Die Truppen sollen ja nicht in die Kampfhandlungen eingreifen. Aber ich habe den Eindruck, dass die Anschlagsgefahr groß ist. Ich habe gestern bei meiner Fahrt von Bamako nach Timbuktu erfahren, wie unglaublich weitläufig das Land und wie schlecht es zu sichern ist. Auch wenn es in jeder größeren Stadt Checkpoints gibt, ist es immer wieder möglich, dass Islamisten in die Städte kommen und Anschläge verüben. In einem Dorf, in dem wir angehalten haben, haben wir Männer auf Motorrädern gesehen, die unter ihren Gewändern Kalaschnikows trugen. Die fuhren da unbehelligt herum.
Wo sind Sie gerade?
Wegen mehrerer Autopannen sind wir jetzt noch 200 Kilometer südlich von Timbuktu, in Niafunké. Es ist die Stadt von Ali Farka Touré, dem großen Paten des Mali-Blues. Es war einmal eine Touristenhochburg. Aber momentan ist von alldem nichts zu spüren. Der ganze Ort ist jedoch mehr oder weniger tapeziert mit französischen und malischen Fahnen. Die Begeisterung für diesen Einsatz unter französischer Leitung ist auch hier oben extrem groß. In Bamako ist das genauso. Man drückt auf jede erdenkliche Art und Weise aus, wie dankbar man dem französischen Volk ist. Ich habe den Eindruck, dass das auch für die Deutschen gilt, die ja - vor dem Militärputsch im vergangenen Jahr - seit etwa 20 Jahren ein Ausbildungscamp für die malische Armee in der Nähe von Ségou unterhalten hatten.
Können Sie die Stimmung in Bamako beschreiben, auch verglichen mit jener, die Sie weiter im Norden erleben?
In Bamako herrscht eine gespannte, aber auch ein bisschen trügerische Ruhe. Das ist natürlich im Norden ganz anders. Da wird immer noch gekämpft, auch wenn wir oft nur sehr schwer nachvollziehen können, wo. Fest steht, dass die Franzosen jetzt auch in Bourem stehen, das ja immer noch als Bastion der Islamisten gilt. Vergangene Woche hat es dort zwei Selbstmordanschläge von Dschihadisten gegeben auf einen Kontrollposten an einer Straße nach Gao. Selbstmordattentate hatte es in Mali zuvor nie gegeben. Die Menschen befürchten, dass sich der Konflikt zu einer Art Guerillakampf ausweitet.
Ist Timbuktu Ihr endgültiges Ziel oder haben Sie vor, noch weiter in den Norden zu fahren?

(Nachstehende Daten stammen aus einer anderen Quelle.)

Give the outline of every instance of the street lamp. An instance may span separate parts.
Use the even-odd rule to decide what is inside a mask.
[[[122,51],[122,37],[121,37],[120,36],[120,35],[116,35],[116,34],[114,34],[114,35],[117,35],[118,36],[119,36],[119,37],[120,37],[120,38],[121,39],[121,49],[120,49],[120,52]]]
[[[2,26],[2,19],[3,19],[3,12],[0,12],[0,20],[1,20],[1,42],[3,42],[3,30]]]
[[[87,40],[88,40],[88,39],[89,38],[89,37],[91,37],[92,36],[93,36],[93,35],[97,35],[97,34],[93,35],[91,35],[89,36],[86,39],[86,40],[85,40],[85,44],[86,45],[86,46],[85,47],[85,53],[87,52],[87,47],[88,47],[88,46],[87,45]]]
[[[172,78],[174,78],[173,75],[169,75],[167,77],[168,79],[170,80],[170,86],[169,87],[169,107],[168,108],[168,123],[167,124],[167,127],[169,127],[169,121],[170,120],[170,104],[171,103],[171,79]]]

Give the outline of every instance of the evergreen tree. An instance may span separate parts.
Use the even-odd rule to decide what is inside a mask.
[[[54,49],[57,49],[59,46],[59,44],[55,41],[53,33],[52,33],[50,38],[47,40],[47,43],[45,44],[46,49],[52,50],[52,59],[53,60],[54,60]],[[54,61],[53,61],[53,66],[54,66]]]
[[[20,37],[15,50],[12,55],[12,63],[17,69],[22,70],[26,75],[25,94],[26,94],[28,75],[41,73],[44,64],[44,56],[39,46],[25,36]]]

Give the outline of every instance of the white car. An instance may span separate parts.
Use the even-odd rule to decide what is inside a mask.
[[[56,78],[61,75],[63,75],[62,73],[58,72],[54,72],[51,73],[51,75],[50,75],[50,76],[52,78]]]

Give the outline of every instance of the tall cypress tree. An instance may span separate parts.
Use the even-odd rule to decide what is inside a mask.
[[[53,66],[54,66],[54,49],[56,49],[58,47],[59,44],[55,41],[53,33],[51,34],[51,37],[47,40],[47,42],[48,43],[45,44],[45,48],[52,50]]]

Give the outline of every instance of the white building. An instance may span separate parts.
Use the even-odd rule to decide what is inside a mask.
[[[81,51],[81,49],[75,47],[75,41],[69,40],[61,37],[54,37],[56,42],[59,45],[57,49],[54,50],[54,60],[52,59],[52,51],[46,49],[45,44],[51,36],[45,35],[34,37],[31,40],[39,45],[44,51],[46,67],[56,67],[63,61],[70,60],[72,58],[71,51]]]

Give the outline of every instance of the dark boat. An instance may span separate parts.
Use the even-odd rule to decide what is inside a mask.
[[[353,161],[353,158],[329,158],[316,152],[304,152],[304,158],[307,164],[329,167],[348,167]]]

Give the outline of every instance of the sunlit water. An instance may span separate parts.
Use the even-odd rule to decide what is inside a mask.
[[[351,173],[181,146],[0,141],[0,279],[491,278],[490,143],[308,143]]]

Davon wurde mir dringend abgeraten. Im Norden wird auf jeden Fall noch weiter gekämpft. Es ist auch unglaublich schwer, sich dort zu bewegen. Allein die Fahrt von Bamako nach Niafunké: Das waren fast tausend Kilometer, die wir auf Sandpisten und mit mehreren Autopannen zurückgelegt haben. Wir haben erfahren, wie die malische Armee das Gebiet sichert, beziehungsweise auch nicht sichert: Ich möchte da nicht nachts mitten in der Wüste mit einem Auto liegenbleiben, vielleicht noch ohne Wasser, mitten im Kriegsgebiet. Das ist einfach zu riskant.